From PC World: As AMD reveals its Ryzen 5 prices and release date, the company marks an important transition: After launching its eagerly awaited Ryzen 7 chip for high-end PCs, AMD hopes to parlay that goodwill into mainstream success.

AMD said it will ship its Ryzen 5 desktop processors on April 11, the same day it will begin accepting its first orders for the chip. All of the four new Ryzen 5 chips will be priced at less than $250, the same price range that Intel currently offers for its own Core i5 chips at.
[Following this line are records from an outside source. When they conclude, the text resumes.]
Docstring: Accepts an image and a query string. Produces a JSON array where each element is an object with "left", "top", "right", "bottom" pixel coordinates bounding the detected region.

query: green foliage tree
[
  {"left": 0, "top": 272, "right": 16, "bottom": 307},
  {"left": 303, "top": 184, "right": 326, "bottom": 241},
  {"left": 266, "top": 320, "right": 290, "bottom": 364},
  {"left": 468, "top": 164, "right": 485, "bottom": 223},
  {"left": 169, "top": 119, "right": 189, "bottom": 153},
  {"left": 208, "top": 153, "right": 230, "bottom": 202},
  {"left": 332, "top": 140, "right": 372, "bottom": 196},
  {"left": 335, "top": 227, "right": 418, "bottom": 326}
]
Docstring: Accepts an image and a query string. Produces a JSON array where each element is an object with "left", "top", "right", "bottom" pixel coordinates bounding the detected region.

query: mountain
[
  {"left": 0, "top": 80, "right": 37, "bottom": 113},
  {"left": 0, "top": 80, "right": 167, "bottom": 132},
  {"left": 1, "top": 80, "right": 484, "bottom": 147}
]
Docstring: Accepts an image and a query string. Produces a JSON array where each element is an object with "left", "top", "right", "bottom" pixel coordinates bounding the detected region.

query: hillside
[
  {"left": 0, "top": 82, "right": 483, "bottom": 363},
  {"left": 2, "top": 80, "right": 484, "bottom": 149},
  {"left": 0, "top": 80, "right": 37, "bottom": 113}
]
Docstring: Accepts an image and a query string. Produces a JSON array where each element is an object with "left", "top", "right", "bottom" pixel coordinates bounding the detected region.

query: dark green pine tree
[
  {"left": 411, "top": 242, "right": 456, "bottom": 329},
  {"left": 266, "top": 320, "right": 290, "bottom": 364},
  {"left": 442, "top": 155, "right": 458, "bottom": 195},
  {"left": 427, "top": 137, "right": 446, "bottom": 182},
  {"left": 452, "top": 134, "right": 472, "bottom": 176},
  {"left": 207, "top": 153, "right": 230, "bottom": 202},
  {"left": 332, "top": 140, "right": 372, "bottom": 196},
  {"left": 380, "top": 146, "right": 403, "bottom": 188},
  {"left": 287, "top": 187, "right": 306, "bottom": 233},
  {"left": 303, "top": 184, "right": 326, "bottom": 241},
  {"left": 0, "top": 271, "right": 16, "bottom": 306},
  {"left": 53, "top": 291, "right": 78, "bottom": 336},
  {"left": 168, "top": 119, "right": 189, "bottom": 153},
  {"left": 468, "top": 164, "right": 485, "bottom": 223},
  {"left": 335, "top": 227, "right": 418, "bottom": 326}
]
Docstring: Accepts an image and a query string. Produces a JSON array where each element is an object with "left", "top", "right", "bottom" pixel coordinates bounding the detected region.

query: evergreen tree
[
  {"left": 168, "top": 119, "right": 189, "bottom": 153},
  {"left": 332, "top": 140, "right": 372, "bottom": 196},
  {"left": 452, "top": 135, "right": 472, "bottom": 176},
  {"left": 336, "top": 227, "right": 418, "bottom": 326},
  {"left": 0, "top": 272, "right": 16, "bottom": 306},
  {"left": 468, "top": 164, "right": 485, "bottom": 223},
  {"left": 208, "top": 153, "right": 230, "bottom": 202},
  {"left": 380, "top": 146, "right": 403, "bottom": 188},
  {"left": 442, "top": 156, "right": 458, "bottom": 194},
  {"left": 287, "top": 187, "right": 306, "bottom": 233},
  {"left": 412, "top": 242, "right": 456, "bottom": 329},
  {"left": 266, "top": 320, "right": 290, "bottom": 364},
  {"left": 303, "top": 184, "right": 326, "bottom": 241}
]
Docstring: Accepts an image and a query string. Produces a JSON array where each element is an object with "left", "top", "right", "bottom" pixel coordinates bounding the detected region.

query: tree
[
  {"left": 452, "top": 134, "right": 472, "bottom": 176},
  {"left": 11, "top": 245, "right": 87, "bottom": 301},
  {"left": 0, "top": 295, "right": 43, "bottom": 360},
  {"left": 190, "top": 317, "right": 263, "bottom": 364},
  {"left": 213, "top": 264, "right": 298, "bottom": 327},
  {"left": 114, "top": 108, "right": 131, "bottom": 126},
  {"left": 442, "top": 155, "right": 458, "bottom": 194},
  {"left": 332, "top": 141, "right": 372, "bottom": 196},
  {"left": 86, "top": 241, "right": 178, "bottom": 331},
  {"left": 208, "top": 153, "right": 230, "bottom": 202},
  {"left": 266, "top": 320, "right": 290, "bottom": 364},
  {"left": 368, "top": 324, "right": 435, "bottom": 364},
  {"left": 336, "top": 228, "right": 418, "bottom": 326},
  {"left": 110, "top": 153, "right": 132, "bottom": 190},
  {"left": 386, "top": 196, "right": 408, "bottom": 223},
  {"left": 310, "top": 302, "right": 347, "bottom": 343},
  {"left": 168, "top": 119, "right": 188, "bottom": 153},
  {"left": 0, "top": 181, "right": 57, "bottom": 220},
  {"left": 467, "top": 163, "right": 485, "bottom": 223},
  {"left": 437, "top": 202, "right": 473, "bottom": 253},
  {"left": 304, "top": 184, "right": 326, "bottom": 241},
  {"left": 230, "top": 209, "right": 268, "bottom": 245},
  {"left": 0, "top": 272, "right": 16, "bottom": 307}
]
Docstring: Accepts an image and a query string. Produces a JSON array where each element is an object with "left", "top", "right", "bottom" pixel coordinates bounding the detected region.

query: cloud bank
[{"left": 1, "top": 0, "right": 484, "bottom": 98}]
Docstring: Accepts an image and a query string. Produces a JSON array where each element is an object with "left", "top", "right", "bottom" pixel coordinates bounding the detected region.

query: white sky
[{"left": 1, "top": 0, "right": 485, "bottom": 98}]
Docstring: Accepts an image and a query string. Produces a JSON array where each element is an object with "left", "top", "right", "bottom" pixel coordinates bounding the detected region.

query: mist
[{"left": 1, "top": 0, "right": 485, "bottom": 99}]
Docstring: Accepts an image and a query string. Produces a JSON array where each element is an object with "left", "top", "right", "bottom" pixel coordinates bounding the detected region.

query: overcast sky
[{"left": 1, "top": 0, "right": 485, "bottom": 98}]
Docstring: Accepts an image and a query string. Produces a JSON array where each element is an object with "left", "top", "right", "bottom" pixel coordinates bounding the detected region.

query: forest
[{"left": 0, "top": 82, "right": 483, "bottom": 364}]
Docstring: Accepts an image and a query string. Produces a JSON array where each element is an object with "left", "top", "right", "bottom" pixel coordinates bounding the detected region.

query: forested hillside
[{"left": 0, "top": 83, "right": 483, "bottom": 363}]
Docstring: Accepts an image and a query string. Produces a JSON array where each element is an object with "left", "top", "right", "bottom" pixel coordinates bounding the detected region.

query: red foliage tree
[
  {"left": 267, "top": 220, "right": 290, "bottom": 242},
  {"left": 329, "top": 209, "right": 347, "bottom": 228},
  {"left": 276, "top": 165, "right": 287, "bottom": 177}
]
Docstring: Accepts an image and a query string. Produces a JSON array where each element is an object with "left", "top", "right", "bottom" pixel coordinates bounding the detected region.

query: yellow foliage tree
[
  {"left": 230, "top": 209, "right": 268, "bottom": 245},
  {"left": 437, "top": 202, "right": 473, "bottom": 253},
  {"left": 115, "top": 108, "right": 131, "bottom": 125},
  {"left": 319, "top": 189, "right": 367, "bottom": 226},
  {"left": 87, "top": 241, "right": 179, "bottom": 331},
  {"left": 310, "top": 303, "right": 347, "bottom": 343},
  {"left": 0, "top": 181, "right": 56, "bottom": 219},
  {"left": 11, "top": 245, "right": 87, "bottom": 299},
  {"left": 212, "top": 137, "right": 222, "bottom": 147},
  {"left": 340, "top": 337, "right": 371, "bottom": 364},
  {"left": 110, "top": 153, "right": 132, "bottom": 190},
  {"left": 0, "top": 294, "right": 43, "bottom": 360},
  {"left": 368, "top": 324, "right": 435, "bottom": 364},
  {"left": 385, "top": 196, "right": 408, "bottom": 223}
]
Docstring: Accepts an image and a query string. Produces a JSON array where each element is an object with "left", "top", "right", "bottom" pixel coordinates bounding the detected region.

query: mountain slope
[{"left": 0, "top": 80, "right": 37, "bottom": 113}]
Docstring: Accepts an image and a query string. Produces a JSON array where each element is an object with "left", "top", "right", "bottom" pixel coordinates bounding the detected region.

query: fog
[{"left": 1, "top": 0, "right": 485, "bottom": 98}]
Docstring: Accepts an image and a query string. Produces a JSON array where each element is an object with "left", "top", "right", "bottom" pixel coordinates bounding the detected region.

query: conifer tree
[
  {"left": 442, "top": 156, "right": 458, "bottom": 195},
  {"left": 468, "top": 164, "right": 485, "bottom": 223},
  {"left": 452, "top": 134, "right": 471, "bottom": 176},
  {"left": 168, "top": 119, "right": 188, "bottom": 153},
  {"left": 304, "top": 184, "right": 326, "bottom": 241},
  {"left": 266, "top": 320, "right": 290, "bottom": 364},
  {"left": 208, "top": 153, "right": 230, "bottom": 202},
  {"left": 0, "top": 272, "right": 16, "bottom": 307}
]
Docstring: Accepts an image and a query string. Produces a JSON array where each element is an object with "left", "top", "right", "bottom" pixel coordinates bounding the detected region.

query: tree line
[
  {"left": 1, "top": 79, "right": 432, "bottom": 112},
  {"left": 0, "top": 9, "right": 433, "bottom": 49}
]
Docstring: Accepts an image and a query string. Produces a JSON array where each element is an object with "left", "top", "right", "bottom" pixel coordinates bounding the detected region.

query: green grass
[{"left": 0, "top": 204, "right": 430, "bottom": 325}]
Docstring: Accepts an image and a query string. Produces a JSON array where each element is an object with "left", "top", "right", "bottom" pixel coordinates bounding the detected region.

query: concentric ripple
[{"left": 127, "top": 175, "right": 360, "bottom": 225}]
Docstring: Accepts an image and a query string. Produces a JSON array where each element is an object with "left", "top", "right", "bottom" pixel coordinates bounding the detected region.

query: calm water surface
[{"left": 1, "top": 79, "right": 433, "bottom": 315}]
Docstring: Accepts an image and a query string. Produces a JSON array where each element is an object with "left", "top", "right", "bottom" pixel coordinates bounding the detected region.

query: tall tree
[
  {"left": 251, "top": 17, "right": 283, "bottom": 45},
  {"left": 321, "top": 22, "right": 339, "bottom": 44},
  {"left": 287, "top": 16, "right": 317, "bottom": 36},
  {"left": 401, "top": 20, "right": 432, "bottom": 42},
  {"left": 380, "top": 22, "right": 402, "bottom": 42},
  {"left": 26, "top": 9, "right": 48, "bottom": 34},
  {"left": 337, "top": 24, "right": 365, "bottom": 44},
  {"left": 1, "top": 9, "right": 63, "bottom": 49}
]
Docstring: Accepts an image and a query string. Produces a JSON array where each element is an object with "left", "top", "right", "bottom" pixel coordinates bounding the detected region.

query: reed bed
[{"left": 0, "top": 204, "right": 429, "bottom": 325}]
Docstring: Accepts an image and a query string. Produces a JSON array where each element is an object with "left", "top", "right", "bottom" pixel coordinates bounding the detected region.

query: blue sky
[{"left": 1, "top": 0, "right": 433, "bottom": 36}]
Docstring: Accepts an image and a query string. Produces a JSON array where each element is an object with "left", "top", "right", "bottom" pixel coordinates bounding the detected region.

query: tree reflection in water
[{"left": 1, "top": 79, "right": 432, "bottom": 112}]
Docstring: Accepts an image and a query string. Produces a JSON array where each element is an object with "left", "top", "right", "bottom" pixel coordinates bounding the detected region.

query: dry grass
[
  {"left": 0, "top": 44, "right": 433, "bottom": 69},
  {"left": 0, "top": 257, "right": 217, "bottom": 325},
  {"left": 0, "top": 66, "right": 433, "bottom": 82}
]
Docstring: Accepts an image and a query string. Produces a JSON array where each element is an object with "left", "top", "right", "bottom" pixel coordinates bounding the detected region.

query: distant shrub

However, the number of cores and threads that the Ryzen 5 offers pushes into Intel’s Core i7 territory, potentially offering much more value for the price.
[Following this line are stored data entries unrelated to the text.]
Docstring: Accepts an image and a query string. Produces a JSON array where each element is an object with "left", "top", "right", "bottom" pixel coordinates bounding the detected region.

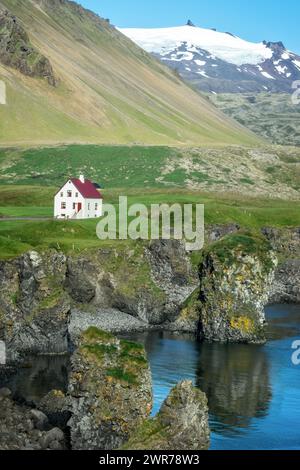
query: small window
[
  {"left": 95, "top": 203, "right": 98, "bottom": 210},
  {"left": 73, "top": 203, "right": 76, "bottom": 210},
  {"left": 88, "top": 203, "right": 90, "bottom": 210},
  {"left": 61, "top": 202, "right": 66, "bottom": 209},
  {"left": 60, "top": 192, "right": 63, "bottom": 197},
  {"left": 75, "top": 192, "right": 79, "bottom": 198},
  {"left": 67, "top": 191, "right": 72, "bottom": 197}
]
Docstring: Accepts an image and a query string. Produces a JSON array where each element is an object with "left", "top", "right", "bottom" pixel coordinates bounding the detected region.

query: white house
[{"left": 54, "top": 175, "right": 103, "bottom": 219}]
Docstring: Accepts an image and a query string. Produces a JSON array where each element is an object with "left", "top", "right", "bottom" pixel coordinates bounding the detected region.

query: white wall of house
[
  {"left": 54, "top": 180, "right": 102, "bottom": 219},
  {"left": 81, "top": 198, "right": 103, "bottom": 219}
]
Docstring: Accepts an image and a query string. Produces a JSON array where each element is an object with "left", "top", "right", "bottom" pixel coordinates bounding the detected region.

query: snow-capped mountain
[{"left": 119, "top": 23, "right": 300, "bottom": 93}]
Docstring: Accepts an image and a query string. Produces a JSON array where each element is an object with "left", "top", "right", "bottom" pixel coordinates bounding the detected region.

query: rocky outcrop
[
  {"left": 0, "top": 241, "right": 198, "bottom": 363},
  {"left": 261, "top": 227, "right": 300, "bottom": 304},
  {"left": 197, "top": 232, "right": 277, "bottom": 343},
  {"left": 269, "top": 260, "right": 300, "bottom": 304},
  {"left": 38, "top": 389, "right": 70, "bottom": 429},
  {"left": 66, "top": 240, "right": 197, "bottom": 326},
  {"left": 145, "top": 239, "right": 199, "bottom": 321},
  {"left": 122, "top": 380, "right": 210, "bottom": 450},
  {"left": 0, "top": 8, "right": 56, "bottom": 86},
  {"left": 0, "top": 250, "right": 70, "bottom": 362},
  {"left": 0, "top": 388, "right": 66, "bottom": 450},
  {"left": 67, "top": 327, "right": 152, "bottom": 450}
]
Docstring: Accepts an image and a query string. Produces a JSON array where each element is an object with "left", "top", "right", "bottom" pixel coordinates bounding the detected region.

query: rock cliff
[
  {"left": 197, "top": 232, "right": 277, "bottom": 343},
  {"left": 67, "top": 327, "right": 152, "bottom": 450},
  {"left": 0, "top": 8, "right": 56, "bottom": 85},
  {"left": 122, "top": 380, "right": 210, "bottom": 450}
]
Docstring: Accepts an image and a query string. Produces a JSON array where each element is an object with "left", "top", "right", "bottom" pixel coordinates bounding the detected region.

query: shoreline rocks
[
  {"left": 0, "top": 387, "right": 66, "bottom": 450},
  {"left": 67, "top": 327, "right": 153, "bottom": 450},
  {"left": 122, "top": 380, "right": 210, "bottom": 450},
  {"left": 197, "top": 232, "right": 277, "bottom": 343}
]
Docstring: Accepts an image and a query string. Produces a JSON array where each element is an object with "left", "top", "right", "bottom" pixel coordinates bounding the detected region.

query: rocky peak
[
  {"left": 263, "top": 40, "right": 285, "bottom": 52},
  {"left": 186, "top": 19, "right": 196, "bottom": 27}
]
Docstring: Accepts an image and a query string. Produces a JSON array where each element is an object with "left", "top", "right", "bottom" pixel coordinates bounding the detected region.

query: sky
[{"left": 79, "top": 0, "right": 300, "bottom": 54}]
Here are the four members of the Ryzen 5 family:

The $169 Ryzen 5 1400, a 4-core/8-thread chip that runs at 3.2GHz and boosts at 3.4GHz
The $189 Ryzen 5 1500X, (4 cores/8 threads, 3.5GHz/3.7GHz)
The $219 Ryzen 5 1600 (6 cores/12 threads, 3.2GHz/3.6GHz)
And the $249 Ryzen 5 1600X (6 cores/12 threads, 3.6GHz/4.0GHz)

So far, Intel has held firm on its own processor prices, which means the selling point of the Ryzen 5 will be “tremendously more computational power” than the Core i5, according to Kevin Lensing, the corporate vice president and general manager of the Client Business Unit at AMD. Specifically, AMD is taking aim at Intel’s $242 Core i5-7600K, a 3.8GHz, 4-core/4-thread chip, with its slightly pricier Ryzen 5 1600X, which offers three times the thread count. (Intel’s cheapest 6-core chip, the Core i7-5820K, is $389.)

To measure how successful AMD will be with Ryzen, look to the Ryzen 5. As AMD has noted previously, the company expects to sell twice as many of these low-cost chips (priced at less than $250) as it does pricier enthusiast chips. For now, Lensing said, AMD can offer a “disruptive price and performance ratio” that Intel can’t match.